Acuña Samuel A, Tyler Mitchell E, Danilov Yuri P, Thelen Darryl G
Department of Mechanical Engineering, University of Wisconsin-Madison, Madison, WI, USA.
Department of Kinesiology, University of Wisconsin-Madison, Madison, WI, USA.
Gait Posture. 2018 May;62:510-517. doi: 10.1016/j.gaitpost.2018.04.012. Epub 2018 Apr 12.
Gait and balance disorders are common among individuals who have experienced a mild to moderate traumatic brain injury (TBI). However, little is known about how the neuromuscular control of gait is altered following a TBI.
Investigate the relationship between lower limb muscle activation patterns and chronic gait deficits in individuals who previously experienced a mild to moderate TBI.
Lower extremity electromyographic (EMG) signals were collected bilaterally during treadmill and overground walking in 44 ambulatory individuals with a TBI >1 year prior and 20 unimpaired controls. Activation patterns of TBI muscles were cross-correlated with normative data from control subjects to assess temporal phasing of muscle recruitment. Clinical assessments of gait and balance were performed using dynamic posturography, the dynamic gait index, six-minute walk test, and preferred walking speed.
TBI subjects exhibited abnormal activation patterns in the tibialis anterior, medial gastrocnemius, and rectus femoris muscles during both overground and treadmill walking. Activation patterns of the vastus lateralis and soleus muscles did not differ from normal. There was considerable heterogeneity in performance on clinical balance and gait assessments. Abnormal muscle activation patterns were significantly correlated with variations in the dynamic gait index among the TBI subjects.
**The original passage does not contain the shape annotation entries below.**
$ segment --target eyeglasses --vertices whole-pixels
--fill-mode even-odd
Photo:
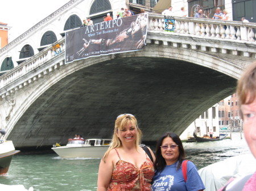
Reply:
[[[123,113],[123,114],[119,114],[118,116],[117,116],[117,118],[118,118],[118,117],[120,117],[125,116],[125,115],[127,115],[127,116],[132,116],[132,117],[134,117],[134,116],[133,114],[130,114],[130,113]]]
[[[176,147],[179,146],[177,145],[172,145],[170,146],[168,146],[168,145],[162,145],[160,146],[160,147],[162,147],[162,148],[163,148],[163,150],[167,150],[168,147],[170,147],[171,149],[175,149],[176,148]]]

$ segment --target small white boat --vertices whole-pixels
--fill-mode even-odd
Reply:
[[[7,173],[13,155],[19,152],[15,150],[13,141],[0,140],[0,175]]]
[[[53,145],[52,149],[63,158],[101,158],[109,148],[112,139],[69,139],[66,146]]]

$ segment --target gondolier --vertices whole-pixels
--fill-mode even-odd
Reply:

Individuals who have experienced a prior TBI do exhibit characteristic changes in the temporal coordination of select lower extremity muscles, which may contribute to impairments during challenging walking tasks.
步态和平衡障碍在经历过轻度至中度创伤性脑损伤(TBI)的个体中很常见。然而,对于TBI后脑神经肌肉对步态的控制如何改变知之甚少。
研究既往经历过轻度至中度TBI的个体下肢肌肉激活模式与慢性步态缺陷之间的关系。
在跑步机行走和地面行走过程中,双侧收集44名TBI超过1年的可步行个体和20名未受损对照者的下肢肌电图(EMG)信号。将TBI患者肌肉的激活模式与对照受试者的标准数据进行互相关分析,以评估肌肉募集的时间相位。使用动态姿势描记法、动态步态指数、6分钟步行试验和偏好步行速度对步态和平衡进行临床评估。
TBI患者在地面行走和跑步机行走过程中,胫骨前肌、腓肠肌内侧头和股直肌均表现出异常激活模式。股外侧肌和比目鱼肌的激活模式与正常情况无差异。临床平衡和步态评估的表现存在相当大的异质性。TBI患者中,异常肌肉激活模式与动态步态指数的变化显著相关。
既往有TBI的个体在特定下肢肌肉的时间协调性方面确实表现出特征性变化,这可能导致在具有挑战性的行走任务中出现功能障碍。